Parser are the next step after the tokenizer. Its role is to take Token and do stuff or raise error. There is 3 Parser, the main one is for ZiQL, one for the schema and one for the cli. Note that the cli one is just the main function in main.zig and not it's own struct but overall do the same thing.

A Parser have a State and a Tokenizer as member and have a parse method. Similary to Tokenizer, it will enter a while loop. This loop will continue until the State is end.

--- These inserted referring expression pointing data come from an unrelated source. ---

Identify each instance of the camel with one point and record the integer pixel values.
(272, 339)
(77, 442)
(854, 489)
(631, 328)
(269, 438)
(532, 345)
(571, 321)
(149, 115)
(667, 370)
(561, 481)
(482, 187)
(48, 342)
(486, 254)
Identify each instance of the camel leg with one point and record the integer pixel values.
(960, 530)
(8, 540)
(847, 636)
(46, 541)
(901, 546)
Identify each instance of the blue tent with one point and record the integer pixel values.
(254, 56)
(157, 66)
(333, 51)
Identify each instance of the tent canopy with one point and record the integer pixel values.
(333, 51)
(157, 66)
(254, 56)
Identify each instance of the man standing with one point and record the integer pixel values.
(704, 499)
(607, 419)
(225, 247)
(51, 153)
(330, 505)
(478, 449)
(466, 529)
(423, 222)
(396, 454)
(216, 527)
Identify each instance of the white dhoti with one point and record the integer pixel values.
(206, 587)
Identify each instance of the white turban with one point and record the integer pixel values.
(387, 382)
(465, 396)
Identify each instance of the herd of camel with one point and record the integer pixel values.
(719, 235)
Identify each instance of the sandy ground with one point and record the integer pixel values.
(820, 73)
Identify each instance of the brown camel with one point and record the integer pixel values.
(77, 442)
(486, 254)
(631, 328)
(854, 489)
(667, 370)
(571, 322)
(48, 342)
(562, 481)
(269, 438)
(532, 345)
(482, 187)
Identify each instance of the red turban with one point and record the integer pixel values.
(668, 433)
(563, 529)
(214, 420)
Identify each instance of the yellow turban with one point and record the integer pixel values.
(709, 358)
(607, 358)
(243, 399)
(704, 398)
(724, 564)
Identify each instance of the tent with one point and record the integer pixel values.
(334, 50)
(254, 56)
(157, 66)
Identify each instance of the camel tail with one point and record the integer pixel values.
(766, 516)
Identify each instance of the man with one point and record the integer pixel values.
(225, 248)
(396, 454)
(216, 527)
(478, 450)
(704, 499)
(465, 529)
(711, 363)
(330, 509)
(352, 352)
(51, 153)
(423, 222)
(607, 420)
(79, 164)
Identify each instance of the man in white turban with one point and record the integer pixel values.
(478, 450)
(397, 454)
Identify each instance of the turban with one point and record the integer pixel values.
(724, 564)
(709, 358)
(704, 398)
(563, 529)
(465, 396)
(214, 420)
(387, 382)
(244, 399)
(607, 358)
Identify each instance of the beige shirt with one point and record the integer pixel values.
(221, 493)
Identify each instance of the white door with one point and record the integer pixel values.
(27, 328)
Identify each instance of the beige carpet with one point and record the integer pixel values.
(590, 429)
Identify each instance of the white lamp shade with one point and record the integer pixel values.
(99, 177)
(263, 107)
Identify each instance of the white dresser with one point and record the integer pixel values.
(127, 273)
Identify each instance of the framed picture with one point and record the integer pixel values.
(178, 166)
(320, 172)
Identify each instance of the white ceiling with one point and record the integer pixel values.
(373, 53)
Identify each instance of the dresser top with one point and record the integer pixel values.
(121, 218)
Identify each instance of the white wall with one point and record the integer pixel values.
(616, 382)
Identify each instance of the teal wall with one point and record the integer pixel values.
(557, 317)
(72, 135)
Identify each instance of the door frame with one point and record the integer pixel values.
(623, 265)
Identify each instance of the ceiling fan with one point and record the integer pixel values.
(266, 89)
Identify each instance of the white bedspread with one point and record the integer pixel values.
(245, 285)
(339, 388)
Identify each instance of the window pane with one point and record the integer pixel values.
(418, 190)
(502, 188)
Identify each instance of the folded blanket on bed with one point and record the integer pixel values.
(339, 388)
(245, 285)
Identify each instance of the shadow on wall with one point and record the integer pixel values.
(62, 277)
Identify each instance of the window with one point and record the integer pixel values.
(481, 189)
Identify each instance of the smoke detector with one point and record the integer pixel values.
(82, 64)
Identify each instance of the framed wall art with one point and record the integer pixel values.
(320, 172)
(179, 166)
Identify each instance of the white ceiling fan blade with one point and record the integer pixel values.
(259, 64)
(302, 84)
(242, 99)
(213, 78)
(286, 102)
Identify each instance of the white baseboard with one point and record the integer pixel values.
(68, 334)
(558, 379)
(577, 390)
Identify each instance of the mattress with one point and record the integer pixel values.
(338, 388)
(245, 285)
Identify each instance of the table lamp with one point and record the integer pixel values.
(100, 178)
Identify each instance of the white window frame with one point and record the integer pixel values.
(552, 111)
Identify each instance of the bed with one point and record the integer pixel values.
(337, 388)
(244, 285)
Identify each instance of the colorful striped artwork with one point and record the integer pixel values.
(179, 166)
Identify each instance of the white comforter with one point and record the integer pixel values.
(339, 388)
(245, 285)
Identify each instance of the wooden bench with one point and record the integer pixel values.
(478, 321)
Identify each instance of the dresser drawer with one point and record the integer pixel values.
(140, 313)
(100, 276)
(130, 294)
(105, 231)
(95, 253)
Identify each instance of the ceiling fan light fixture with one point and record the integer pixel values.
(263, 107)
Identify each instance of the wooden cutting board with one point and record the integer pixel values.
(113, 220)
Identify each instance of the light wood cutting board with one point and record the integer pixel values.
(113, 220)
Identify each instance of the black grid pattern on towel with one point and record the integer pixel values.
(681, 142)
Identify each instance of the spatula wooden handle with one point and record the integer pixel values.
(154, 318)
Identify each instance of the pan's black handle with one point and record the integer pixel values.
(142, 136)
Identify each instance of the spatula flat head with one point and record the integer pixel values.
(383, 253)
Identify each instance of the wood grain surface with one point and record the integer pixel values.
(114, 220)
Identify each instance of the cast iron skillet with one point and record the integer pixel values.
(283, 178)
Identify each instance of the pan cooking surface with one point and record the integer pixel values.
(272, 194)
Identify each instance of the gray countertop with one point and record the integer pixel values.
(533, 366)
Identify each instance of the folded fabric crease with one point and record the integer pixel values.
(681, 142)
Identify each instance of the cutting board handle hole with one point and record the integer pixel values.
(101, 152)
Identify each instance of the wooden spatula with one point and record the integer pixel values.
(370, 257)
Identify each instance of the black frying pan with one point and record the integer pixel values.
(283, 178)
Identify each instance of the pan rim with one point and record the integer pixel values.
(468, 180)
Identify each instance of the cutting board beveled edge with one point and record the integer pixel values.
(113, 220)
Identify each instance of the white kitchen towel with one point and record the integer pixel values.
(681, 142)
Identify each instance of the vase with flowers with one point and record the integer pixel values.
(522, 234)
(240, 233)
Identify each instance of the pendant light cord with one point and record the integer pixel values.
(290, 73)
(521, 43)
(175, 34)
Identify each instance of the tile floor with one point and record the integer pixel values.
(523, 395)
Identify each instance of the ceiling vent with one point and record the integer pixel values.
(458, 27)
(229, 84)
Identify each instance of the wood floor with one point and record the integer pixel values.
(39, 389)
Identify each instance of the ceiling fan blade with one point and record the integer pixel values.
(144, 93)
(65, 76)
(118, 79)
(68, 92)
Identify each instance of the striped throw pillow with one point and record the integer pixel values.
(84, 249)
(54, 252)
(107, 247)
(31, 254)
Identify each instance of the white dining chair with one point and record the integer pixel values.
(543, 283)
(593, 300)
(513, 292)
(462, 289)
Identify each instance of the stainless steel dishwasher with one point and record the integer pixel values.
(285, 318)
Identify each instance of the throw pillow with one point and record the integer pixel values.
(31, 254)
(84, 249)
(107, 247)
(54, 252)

Let's take as example the schema parser that need to parse this file:

User (name: str)

When I run the parse method, it will init the State as start. When in start, I check if the Token is a identifier (a variable name), if it is one I add it to the list of struct in the current schema, if not I raise an error pointing to this token. Here the idea for a parse method:

var state = .start;
var token = self.toker.next();
while (state != .end) : (token = self.toker.next()) switch (state) {
  .start => switch (token.tag) {
    .identifier => self.addStruct(token),
    else => printError("Error: Expected a struct name.", token),
  },
  else => {},
}

The issue here is obviously that we are in an infinite loop that just going to add struct or print error. I need to change the state based on the combinaison of the current state and token.tag. For that I usually use very implicite name for State. For example in this situation, after a struct name, I expect ( so I will call it something like expect_l_paren. Here the idea:

var state = .start;
var token = self.toker.next();
while (state != .end) : (token = self.toker.next()) switch (state) {
  .start => switch (token.tag) {
    .identifier => {
        self.addStruct(token);
        state = .expect_l_parent;
      },
    else => printError("Error: Expected a struct name.", token),
  },
  .expect_l_parent => switch (token.tag) {
    .l_paren => {},
    else => printError("Error: Expected (.", token),
  },
  else => {},
}

And that's basicly it, the entire Parser work like that. It is fairly easy to debug as I can print the state and token.tag at each iteration and follow the path of the Parser.

Note that the ZiQLParser use different methods for parsing:

  • parse: The main one that will then use the other.
  • parseFilter: This will populate an array of UUID based on what is between {}.
  • parseCondition: Create a Condition struct based on a part of what is between {}. E.g. name = 'Bob'.
  • parseAdditionalData: Populate the AdditionalData struct that represent what is between [].
  • parseNewData: Return a string map with key as member name and value as value of what is between (). E.g. (name = 'Bob') will return a map with one key name with the value Bob.
  • parseOption: Not done yet. Parse what is between ||

FileEngine

The FileEngine is that is managing files, everything that need to read or write into files is here.

I am not goind into too much detail here as I think this will change in the futur.